Not long ago some of our government officials made an appeal to visit Freedom Village in Fayette County, Tennessee. This is a tent city established by Negroes in the struggle for votes in Fayette and Haywood Counties, Tennessee.

Since the Negroes have moved in, shots have been twice fired from passing cars into the village, wounding innocent persons in their tents.

The whole story of economic pressure being brought to bear on Negroes who attempt to vote is a sordid one for the United States, and I hope the year 1961 will see us free of activities of this kind.

For the most part, in the North changes are coming slowly but surely and without violence. In the South, as far as I can discern, both white and Negro young people want to follow Martin Luther King's Gandhian action and protest peacefully when they must.

But there are people who are bringing violence into this whole situation, and this is sad and deplorable. Let us all do what we can to keep moving steadily forward. Recognition of all persons as people is coming, whether as individuals we like it or not, and the greater opportunity everyone has to develop his powers to the fullest, the quicker we will be able to function peacefully together.

The real difficulties arise from lack of education and the handicap that inequality of opportunity creates in the development of people. This is not a question of race or religion; it is a question of realizing that, regardless of race, color or religion, everyone must have equal opportunity.

Situations in Cuba and Laos are the most disturbing of all parts of today's international scene.

Cuba is, of course, far easier for the average American to understand. Refugees from that island are landing in Florida and at times proving none too congenial. Of course, those who are destitute upon arrival must be supported, and this is an added burden.

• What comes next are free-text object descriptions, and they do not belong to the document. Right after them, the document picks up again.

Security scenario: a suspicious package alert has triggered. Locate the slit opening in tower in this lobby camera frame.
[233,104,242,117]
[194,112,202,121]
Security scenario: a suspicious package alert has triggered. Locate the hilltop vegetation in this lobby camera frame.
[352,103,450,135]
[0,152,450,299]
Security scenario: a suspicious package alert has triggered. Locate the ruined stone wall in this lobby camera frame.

Adding to the unfriendliness between Cuba and the U.S. is the announcement by Dr. Fidel Castro that we must cut our Embassy staff in Cuba to 11, which is the number that Cuba has in her Washington Embassy, and that the others must leave in 48 hours. Dr. Castro adds that while Cuba is not breaking off diplomatic relations, he will be willing to let all of our Embassy people go home if they wish.

In the United Nations, meanwhile, there will be an investigation of the accusation that we are about to attack Cuba. I, of course, have no official knowledge of what the Administration might do, but I am certain that the newspapers and the public would not support a military attack on Cuba.

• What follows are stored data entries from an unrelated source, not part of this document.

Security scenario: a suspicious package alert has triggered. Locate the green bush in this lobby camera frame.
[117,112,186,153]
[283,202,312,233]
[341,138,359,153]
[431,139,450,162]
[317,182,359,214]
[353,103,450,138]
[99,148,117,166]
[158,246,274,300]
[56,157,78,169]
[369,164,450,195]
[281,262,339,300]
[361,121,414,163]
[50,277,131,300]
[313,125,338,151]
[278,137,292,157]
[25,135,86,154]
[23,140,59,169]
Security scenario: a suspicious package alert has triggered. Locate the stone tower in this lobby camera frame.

We get annoyed with things that are said and done by the Castro regime, but I think that basically most of our citizens know our investment interests in Cuba did not do all they could have done in raising the standards of native employees and that there was some exploitation.

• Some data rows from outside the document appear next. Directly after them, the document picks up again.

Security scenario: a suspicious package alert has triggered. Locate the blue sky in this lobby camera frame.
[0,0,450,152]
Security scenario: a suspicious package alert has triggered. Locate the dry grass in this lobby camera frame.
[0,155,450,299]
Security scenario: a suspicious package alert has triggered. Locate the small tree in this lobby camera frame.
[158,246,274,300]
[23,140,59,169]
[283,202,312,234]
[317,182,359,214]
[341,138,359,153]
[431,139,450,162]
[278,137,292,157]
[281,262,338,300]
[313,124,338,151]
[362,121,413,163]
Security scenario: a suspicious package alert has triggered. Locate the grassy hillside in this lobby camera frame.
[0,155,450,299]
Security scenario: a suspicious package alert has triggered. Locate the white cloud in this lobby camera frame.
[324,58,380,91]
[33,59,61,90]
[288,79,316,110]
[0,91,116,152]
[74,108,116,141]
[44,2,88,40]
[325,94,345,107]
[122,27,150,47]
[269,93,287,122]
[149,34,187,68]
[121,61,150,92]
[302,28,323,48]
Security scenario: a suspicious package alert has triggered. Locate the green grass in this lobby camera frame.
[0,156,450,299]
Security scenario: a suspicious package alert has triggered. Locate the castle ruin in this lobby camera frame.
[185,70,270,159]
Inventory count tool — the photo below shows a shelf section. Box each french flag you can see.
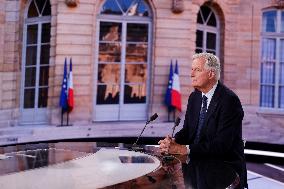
[171,60,181,112]
[67,58,74,112]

Probably out of sheer laziness we supported the status quo for a long time when we should have realized that conditions under which the people lived were intolerable and we should have helped free themselves from these conditions, not by military means but by economic and moral support.

Now the Soviets are sending arms to Cuba and probably persons of various skills to help the Cubans with their training and certainly to try to give them a Socialist economy. We are worried because this establishes a possible Russian base close to our shores. We might consider for a moment that we have some bases rather close to the borders of the Soviet Union.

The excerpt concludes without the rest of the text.